Type 2 diabetes (T2D) has a strong genetic component. Most of the gene variants driving the pathogenesis of T2D seem to target pancreatic β-cell function. To identify novel gene variants acting at early stage of the disease, we analyzed whole transcriptome data to identify differential expression (DE) and alternative exon splicing (AS) transcripts in pancreatic islets collected from two metabolically diverse mouse strains at 6 weeks of age after three weeks of high-fat-diet intervention. Our analysis revealed 1218 DE and 436 AS genes in islets from NZO/Hl vs C3HeB/FeJ. Whereas some of the revealed genes present well-established markers for β-cell failure, such as Cd36 or Aldh1a3, we identified numerous DE/AS genes that have not been described in context with β-cell function before. The gene Lgals2, previously associated with human T2D development, was DE as well as AS and localizes in a quantitative trait locus (QTL) for blood glucose on Chr.15 that we reported recently in our N₂(NZOxC3H) population. In addition, pathway enrichment analysis of DE and AS genes showed an overlap of only half of the revealed pathways, indicating that DE and AS in large parts influence different pathways in T2D development. PPARG and adipogenesis pathways, two well-established metabolic pathways, were overrepresented for both DE and AS genes, probably as an adaptive mechanism to cope for increased cellular stress. Our results provide guidance for the identification of novel T2D candidate genes and demonstrate the presence of numerous AS transcripts possibly involved in islet function and maintenance of glucose homeostasis.
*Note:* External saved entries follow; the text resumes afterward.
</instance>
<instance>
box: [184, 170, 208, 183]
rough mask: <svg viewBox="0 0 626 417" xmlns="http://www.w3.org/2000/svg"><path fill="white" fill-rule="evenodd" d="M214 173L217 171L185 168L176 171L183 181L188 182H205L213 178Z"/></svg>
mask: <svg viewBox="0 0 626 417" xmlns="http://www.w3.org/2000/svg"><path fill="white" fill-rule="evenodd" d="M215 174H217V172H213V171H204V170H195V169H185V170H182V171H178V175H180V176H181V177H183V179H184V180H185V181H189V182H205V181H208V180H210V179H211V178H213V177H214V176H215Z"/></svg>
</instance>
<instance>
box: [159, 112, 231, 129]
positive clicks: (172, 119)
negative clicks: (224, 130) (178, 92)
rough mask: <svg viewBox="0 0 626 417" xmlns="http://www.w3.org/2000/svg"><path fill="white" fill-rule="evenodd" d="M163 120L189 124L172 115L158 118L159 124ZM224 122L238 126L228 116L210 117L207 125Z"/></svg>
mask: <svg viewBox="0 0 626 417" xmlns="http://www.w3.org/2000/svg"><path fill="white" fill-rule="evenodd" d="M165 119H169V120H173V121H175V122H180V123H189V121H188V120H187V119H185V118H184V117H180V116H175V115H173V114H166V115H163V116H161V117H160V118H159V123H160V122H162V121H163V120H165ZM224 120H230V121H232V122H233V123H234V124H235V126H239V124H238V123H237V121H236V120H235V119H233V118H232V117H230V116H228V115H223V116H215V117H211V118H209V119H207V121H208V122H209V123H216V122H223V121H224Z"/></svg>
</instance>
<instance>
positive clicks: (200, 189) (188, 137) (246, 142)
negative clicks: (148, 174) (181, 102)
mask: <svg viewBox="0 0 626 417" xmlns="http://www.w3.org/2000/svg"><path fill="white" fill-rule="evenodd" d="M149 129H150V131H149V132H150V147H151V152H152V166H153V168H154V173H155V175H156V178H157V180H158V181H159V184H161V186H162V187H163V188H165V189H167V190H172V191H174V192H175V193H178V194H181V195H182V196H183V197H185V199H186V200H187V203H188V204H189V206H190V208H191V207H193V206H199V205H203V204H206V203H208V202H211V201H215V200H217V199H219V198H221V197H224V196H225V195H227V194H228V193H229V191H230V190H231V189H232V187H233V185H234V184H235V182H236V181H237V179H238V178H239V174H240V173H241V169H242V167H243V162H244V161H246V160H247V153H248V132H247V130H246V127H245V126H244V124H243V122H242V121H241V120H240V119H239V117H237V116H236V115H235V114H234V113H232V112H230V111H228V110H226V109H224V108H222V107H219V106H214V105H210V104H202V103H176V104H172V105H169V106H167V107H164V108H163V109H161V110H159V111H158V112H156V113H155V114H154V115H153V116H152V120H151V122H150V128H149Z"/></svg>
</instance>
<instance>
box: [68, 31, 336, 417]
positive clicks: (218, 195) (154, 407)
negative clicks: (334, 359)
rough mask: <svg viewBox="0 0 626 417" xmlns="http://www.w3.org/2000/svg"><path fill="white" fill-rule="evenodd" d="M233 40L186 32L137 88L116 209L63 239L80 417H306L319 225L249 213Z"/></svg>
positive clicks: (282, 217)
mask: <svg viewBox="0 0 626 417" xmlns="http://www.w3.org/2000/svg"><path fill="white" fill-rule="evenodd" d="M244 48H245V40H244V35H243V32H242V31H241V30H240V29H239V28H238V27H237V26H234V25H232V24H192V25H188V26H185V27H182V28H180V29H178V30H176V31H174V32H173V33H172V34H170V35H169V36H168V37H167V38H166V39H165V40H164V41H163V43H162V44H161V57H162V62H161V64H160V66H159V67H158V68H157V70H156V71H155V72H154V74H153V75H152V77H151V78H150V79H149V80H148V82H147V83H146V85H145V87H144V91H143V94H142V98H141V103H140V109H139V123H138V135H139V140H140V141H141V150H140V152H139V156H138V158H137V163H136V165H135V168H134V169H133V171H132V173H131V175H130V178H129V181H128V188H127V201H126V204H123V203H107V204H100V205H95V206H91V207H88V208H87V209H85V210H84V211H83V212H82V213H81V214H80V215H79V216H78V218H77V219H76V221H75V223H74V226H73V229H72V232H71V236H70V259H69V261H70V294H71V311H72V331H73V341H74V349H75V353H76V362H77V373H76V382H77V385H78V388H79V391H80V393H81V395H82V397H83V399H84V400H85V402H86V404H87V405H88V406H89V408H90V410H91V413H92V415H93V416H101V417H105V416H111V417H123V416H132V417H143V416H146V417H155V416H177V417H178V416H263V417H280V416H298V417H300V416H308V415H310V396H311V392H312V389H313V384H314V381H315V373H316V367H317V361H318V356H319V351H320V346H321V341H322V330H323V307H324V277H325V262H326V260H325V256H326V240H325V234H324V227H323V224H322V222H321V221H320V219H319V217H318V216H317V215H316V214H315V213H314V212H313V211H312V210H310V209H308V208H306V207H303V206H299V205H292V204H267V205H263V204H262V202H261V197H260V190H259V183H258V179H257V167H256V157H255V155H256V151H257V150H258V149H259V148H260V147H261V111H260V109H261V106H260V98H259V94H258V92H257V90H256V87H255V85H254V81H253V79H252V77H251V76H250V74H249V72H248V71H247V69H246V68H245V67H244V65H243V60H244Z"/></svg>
2 型糖尿病 (T2D) 具有很强的遗传成分。大多数驱动 T2D 发病机制的基因变异似乎都针对胰腺 β 细胞功能。为了鉴定在疾病早期起作用的新基因变体，我们分析了全转录组数据以鉴定胰岛中的差异表达 (DE) 和选择性外显子剪接 (AS) 转录物，这些转录物是从 6 周龄的两个代谢多样化的小鼠品系中收集的，三岁后数周的高脂肪饮食干预。我们的分析揭示了 NZO/H1 与 C3HeB/FeJ 的胰岛中有 1218 个 DE 和 436 个 AS 基因。而一些揭示的基因呈现出成熟的 β 细胞衰竭标志物，例如Cd36或Aldh1a3，我们鉴定了许多以前没有在 β 细胞功能的背景下描述的 DE/AS 基因。先前与人类 T2D 发育相关的基因Lgals2是 DE 和 AS，并定位于 Chr.15 上血糖的数量性状基因座 (QTL)，我们最近在 N _{2 中}报道了这一点(NZOxC3H) 种群。此外，DE和AS基因的通路富集分析显示，只有一半的揭示通路重叠，表明DE和AS在很大程度上影响了T2D发展中的不同通路。PPARG 和脂肪生成途径，两种成熟的代谢途径，在 DE 和 AS 基因中的比例过高，可能是一种适应机制来应对增加的细胞压力。我们的结果为新的 T2D 候选基因的鉴定提供了指导，并证明了许多 AS 转录物的存在可能与胰岛功能和维持葡萄糖稳态有关。